Location via proxy:   [ UP ]  
[Report a bug]   [Manage cookies]                
Compression encodings - Amazon Redshift

Compression encodings

A compression encoding specifies the type of compression that is applied to a column of data values as rows are added to a table.

ENCODE AUTO is the default for tables. When a table is set to ENCODE AUTO, Amazon Redshift automatically manages compression encoding for all columns in the table. For more information, see CREATE TABLE and ALTER TABLE.

However, if you specify compression encoding for any column in the table, the table is no longer set to ENCODE AUTO. Amazon Redshift no longer automatically manages compression encoding for all columns in the table.

When you use CREATE TABLE, ENCODE AUTO is disabled when you specify compression encoding for any column in the table. If ENCODE AUTO is disabled, Amazon Redshift automatically assigns compression encoding to columns for which you don't specify an ENCODE type as follows:

  • Columns that are defined as sort keys are assigned RAW compression.

  • Columns that are defined as BOOLEAN, REAL, or DOUBLE PRECISION data types are assigned RAW compression.

  • Columns that are defined as SMALLINT, INTEGER, BIGINT, DECIMAL, DATE, TIMESTAMP, or TIMESTAMPTZ data types are assigned AZ64 compression.

  • Columns that are defined as CHAR or VARCHAR data types are assigned LZO compression.

You can change a table's encoding after creating it by using ALTER TABLE. If you disable ENCODE AUTO using ALTER TABLE, Amazon Redshift no longer automatically manages compression encodings for your columns. All columns will keep the compression encoding types that they had when you disabled ENCODE AUTO until you change them or you enable ENCODE AUTO again.

Amazon Redshift supports the following compression encodings:

Raw

Raw encoding is the default encoding for columns that are designated as sort keys and columns that are defined as BOOLEAN, REAL, or DOUBLE PRECISION data types. With raw encoding, data is stored in raw, uncompressed form.

AZ64

AZ64 is a proprietary compression encoding algorithm designed by Amazon to achieve a high compression ratio and improved query processing. At its core, the AZ64 algorithm compresses smaller groups of data values and uses single instruction, multiple data (SIMD) instructions for parallel processing. Use AZ64 to achieve significant storage savings and high performance for numeric, date, and time data types.

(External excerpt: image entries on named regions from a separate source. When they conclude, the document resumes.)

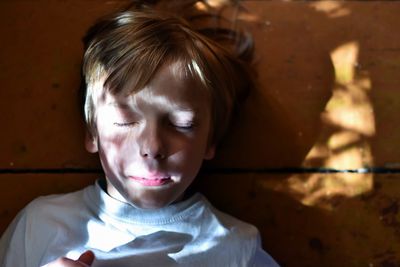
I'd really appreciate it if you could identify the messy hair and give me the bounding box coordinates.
[82,0,253,147]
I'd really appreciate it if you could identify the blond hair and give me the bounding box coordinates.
[82,3,253,144]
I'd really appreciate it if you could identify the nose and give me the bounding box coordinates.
[138,124,166,160]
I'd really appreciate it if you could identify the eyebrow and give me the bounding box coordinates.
[107,101,132,109]
[107,101,198,113]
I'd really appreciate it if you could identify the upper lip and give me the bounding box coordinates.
[129,172,171,180]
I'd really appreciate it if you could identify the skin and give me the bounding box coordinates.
[43,250,94,267]
[44,63,215,266]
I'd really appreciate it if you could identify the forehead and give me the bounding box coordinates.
[104,62,210,109]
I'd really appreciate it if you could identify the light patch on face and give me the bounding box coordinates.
[91,63,213,209]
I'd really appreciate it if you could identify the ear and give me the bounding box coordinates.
[204,145,215,160]
[85,130,99,153]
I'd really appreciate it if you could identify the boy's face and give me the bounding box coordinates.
[86,63,214,208]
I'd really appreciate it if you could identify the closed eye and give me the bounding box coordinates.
[114,121,136,127]
[171,122,195,131]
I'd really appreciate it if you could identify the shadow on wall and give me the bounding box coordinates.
[202,1,400,266]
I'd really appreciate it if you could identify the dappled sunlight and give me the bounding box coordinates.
[310,1,351,18]
[262,42,376,209]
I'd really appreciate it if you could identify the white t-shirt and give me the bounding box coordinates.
[0,183,278,267]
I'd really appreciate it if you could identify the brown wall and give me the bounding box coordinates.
[0,0,400,267]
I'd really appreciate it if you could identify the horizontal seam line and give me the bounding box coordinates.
[0,167,400,174]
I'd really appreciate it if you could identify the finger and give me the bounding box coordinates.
[78,250,94,266]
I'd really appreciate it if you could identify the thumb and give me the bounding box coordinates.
[78,250,94,266]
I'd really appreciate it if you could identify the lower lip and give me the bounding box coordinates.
[129,176,172,186]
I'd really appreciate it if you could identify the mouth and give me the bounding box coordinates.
[129,176,172,186]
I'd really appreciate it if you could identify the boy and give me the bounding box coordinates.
[0,2,277,267]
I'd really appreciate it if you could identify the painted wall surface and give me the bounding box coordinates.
[0,0,400,267]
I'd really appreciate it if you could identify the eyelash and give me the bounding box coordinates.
[171,123,194,131]
[114,122,194,131]
[114,122,136,127]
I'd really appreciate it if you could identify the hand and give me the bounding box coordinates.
[42,250,94,267]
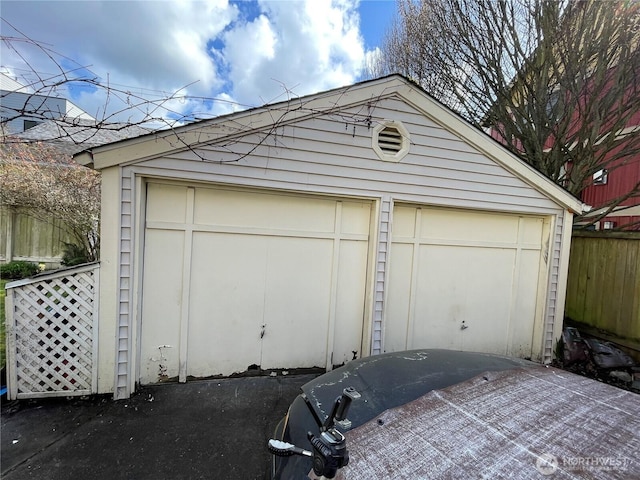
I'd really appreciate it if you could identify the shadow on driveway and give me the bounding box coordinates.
[1,375,315,480]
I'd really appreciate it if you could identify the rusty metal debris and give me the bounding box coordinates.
[561,327,640,390]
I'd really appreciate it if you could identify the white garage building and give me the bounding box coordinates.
[76,75,582,398]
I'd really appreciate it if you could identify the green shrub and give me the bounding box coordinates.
[0,260,40,280]
[60,243,89,267]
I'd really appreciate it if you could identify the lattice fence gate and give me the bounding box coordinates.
[6,264,99,400]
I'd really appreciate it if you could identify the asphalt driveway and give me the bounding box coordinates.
[0,375,314,480]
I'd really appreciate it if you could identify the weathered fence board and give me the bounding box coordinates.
[565,232,640,340]
[0,206,74,268]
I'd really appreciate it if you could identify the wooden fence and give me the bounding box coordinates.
[0,206,74,269]
[5,263,100,400]
[565,232,640,348]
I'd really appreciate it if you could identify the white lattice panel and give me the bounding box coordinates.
[7,265,98,398]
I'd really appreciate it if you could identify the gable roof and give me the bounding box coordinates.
[74,74,585,213]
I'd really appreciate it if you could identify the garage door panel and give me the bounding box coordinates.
[146,183,187,223]
[384,206,544,356]
[140,230,184,383]
[331,241,368,365]
[194,188,335,232]
[140,184,372,383]
[412,246,515,353]
[187,232,267,377]
[420,208,518,243]
[262,238,333,369]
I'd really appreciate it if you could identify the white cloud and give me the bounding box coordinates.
[223,0,364,103]
[1,0,365,125]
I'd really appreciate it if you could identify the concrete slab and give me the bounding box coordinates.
[0,375,315,480]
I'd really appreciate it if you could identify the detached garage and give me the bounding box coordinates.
[76,75,582,398]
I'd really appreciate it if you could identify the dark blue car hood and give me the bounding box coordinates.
[302,350,537,428]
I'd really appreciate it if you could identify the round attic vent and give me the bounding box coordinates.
[372,121,409,162]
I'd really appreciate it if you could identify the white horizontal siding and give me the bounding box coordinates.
[107,92,562,398]
[137,99,558,213]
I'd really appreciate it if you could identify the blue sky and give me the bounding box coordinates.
[0,0,395,125]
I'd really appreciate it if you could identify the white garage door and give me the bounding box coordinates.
[384,206,546,357]
[139,183,371,383]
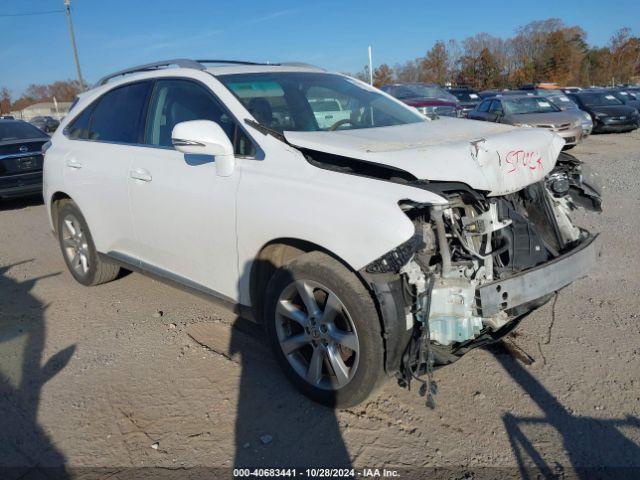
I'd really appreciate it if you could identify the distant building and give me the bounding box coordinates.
[9,102,71,121]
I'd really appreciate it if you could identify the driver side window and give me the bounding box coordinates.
[144,80,255,157]
[489,100,502,115]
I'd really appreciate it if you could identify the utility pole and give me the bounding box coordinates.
[64,0,84,90]
[369,45,373,85]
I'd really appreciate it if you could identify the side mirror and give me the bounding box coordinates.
[171,120,236,177]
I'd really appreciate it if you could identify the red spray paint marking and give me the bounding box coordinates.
[505,150,544,173]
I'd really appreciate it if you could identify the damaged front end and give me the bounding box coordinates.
[363,154,601,385]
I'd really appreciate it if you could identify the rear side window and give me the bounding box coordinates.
[68,82,151,143]
[89,82,150,143]
[478,100,491,112]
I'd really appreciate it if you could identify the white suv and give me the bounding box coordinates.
[44,60,600,406]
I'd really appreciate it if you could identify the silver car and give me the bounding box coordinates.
[467,95,583,148]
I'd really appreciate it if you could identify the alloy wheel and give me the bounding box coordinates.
[62,214,89,275]
[275,280,360,390]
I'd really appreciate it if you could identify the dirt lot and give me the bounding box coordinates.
[0,131,640,478]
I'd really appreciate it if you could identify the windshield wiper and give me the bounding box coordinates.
[244,118,291,145]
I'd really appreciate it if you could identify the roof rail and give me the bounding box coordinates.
[196,60,324,71]
[196,60,272,65]
[276,62,326,72]
[96,58,325,87]
[96,58,204,86]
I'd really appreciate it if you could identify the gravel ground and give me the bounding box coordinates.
[0,131,640,478]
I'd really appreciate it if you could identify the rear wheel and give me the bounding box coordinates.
[265,252,384,407]
[58,201,120,285]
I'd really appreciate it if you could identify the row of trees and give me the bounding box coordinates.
[357,18,640,89]
[0,80,83,114]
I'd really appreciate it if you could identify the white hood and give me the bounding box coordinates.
[284,118,565,196]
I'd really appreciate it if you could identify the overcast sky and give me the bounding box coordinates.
[0,0,640,97]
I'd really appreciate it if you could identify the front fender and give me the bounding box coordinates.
[237,160,447,305]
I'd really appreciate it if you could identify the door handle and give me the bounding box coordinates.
[67,160,82,170]
[129,168,153,182]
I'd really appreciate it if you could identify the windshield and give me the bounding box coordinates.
[389,84,456,102]
[217,72,427,132]
[547,93,578,110]
[502,97,560,115]
[580,93,622,107]
[0,121,47,142]
[450,90,480,102]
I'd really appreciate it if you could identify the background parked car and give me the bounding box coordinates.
[447,87,482,115]
[568,90,640,133]
[29,116,60,133]
[0,120,49,198]
[534,88,593,139]
[467,95,582,148]
[381,83,462,117]
[609,88,640,111]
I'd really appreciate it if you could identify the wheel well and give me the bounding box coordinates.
[51,192,71,231]
[249,238,359,321]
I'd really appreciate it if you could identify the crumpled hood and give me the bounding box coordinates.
[284,118,565,196]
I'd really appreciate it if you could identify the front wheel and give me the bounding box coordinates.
[265,252,384,407]
[58,201,120,285]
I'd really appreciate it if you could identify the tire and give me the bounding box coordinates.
[57,201,120,286]
[264,252,385,408]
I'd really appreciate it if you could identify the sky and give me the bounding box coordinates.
[0,0,640,98]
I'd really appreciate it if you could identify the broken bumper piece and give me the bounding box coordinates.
[477,235,599,317]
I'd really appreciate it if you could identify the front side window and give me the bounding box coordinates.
[217,72,426,132]
[144,80,255,156]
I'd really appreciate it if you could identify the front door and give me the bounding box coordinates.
[62,81,152,255]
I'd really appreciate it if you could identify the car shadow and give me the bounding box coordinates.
[229,260,351,471]
[0,193,44,211]
[489,343,640,479]
[0,262,75,479]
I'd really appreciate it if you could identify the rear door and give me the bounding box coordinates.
[128,78,254,300]
[63,81,152,255]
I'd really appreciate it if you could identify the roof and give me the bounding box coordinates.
[96,58,324,86]
[22,102,71,111]
[206,65,324,75]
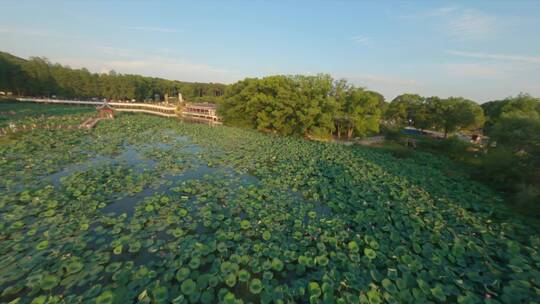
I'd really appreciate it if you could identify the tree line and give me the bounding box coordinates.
[0,52,226,102]
[0,53,540,211]
[220,74,485,139]
[219,74,384,138]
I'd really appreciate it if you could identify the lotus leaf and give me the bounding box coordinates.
[249,279,263,294]
[180,279,197,296]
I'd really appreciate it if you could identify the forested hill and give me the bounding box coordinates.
[0,52,226,102]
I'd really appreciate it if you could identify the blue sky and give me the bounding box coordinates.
[0,0,540,102]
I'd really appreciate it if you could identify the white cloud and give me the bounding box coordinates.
[398,6,498,40]
[61,55,238,83]
[424,6,459,17]
[123,26,182,33]
[351,35,371,45]
[444,10,497,40]
[0,28,78,39]
[446,50,540,64]
[442,63,509,79]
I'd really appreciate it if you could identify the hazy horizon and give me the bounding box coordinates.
[0,1,540,103]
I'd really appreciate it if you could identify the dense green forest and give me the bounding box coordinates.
[220,75,385,138]
[0,52,226,102]
[0,53,540,210]
[385,94,540,214]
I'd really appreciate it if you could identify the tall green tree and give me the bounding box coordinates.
[434,97,485,138]
[385,93,425,126]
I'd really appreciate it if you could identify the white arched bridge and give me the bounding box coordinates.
[17,98,221,124]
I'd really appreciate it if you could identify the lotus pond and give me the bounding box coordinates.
[0,103,540,303]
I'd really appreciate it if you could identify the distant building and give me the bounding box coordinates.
[182,102,220,121]
[165,93,184,103]
[97,102,114,119]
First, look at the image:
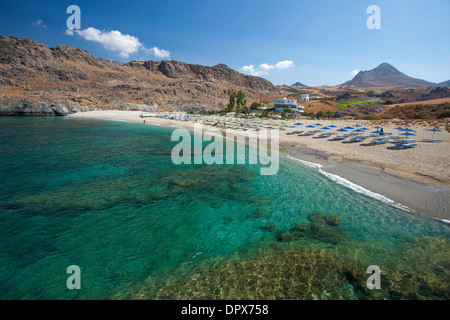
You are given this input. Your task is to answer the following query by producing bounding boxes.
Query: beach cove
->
[68,111,450,221]
[0,114,450,300]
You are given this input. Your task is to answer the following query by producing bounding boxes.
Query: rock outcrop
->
[0,36,277,115]
[343,63,437,88]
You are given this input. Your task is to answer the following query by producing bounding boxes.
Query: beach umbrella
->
[427,128,442,139]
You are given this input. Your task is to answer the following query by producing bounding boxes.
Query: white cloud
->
[31,19,47,28]
[259,63,275,71]
[66,27,170,58]
[275,60,295,69]
[239,60,295,76]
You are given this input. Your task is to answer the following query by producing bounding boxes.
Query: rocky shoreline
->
[0,99,157,117]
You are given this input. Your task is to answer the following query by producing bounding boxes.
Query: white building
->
[273,98,304,112]
[300,93,309,101]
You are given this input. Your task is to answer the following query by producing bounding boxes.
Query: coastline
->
[67,111,450,223]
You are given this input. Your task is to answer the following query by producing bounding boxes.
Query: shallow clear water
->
[0,118,450,299]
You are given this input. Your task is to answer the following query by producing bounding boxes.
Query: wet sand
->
[68,111,450,222]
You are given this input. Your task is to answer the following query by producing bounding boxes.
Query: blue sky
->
[0,0,450,86]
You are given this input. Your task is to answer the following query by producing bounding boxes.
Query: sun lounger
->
[395,142,417,149]
[350,138,365,142]
[372,140,388,144]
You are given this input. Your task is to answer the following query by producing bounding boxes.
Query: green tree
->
[236,90,247,107]
[250,102,261,110]
[225,92,237,113]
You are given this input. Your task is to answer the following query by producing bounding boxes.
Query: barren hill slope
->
[0,36,276,114]
[343,63,437,88]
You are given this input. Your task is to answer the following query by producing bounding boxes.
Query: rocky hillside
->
[343,63,437,88]
[0,36,277,115]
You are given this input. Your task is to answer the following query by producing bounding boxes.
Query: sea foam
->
[287,156,410,211]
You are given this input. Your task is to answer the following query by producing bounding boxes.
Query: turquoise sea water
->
[0,118,450,299]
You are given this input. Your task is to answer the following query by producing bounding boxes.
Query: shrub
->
[358,114,382,120]
[438,109,450,119]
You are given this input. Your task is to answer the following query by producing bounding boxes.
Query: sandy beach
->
[68,111,450,220]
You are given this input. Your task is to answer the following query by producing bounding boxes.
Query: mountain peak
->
[344,62,435,88]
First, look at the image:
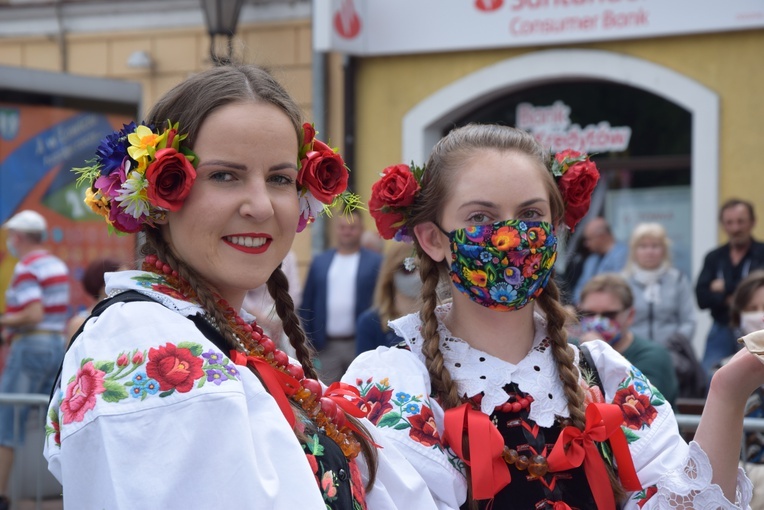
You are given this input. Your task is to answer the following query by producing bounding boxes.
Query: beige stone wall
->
[0,19,350,273]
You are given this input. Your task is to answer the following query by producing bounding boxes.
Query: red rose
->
[146,343,204,393]
[371,165,419,207]
[302,122,316,145]
[557,159,600,231]
[409,406,440,446]
[369,195,406,239]
[297,140,348,204]
[146,149,196,211]
[613,386,658,430]
[358,386,393,425]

You can use AZ64 as the compression encoding when defining columns using CREATE TABLE and ALTER TABLE statements with the following data types:

  • SMALLINT

  • INTEGER

  • BIGINT

  • DECIMAL

  • DATE

  • TIMESTAMP

  • TIMESTAMPTZ

Byte-dictionary

In byte dictionary encoding, a separate dictionary of unique values is created for each block of column values on disk. (An Amazon Redshift disk block occupies 1 MB.) The dictionary contains up to 256 one-byte values that are stored as indexes to the original data values. If more than 256 values are stored in a single block, the extra values are written into the block in raw, uncompressed form. The process repeats for each disk block.

This encoding is very effective on low cardinality string columns. This encoding is optimal when the data domain of a column is fewer than 256 unique values.

For columns with the string data type (CHAR and VARCHAR) encoded with BYTEDICT, Amazon Redshift performs vectorized scans and predicate evaluations that operate over compressed data directly. These scans use hardware-specific single instruction and multiple data (SIMD) instructions for parallel processing. This significantly speeds up the scanning of string columns. Byte-dictionary encoding is especially space-efficient if a CHAR/VARCHAR column holds long character strings.

Suppose that a table has a COUNTRY column with a CHAR(30) data type. As data is loaded, Amazon Redshift creates the dictionary and populates the COUNTRY column with the index value. The dictionary contains the indexed unique values, and the table itself contains only the one-byte subscripts of the corresponding values.

Note

Trailing blanks are stored for fixed-length character columns. Therefore, in a CHAR(30) column, every compressed value saves 29 bytes of storage when you use the byte-dictionary encoding.

The following table represents the dictionary for the COUNTRY column.

Unique data value Dictionary index Size (fixed length, 30 bytes per value)
England 0 30
United States of America 1 30
Venezuela 2 30
Sri Lanka 3 30
Argentina 4 30
Japan 5 30
Total 180

The following table represents the values in the COUNTRY column.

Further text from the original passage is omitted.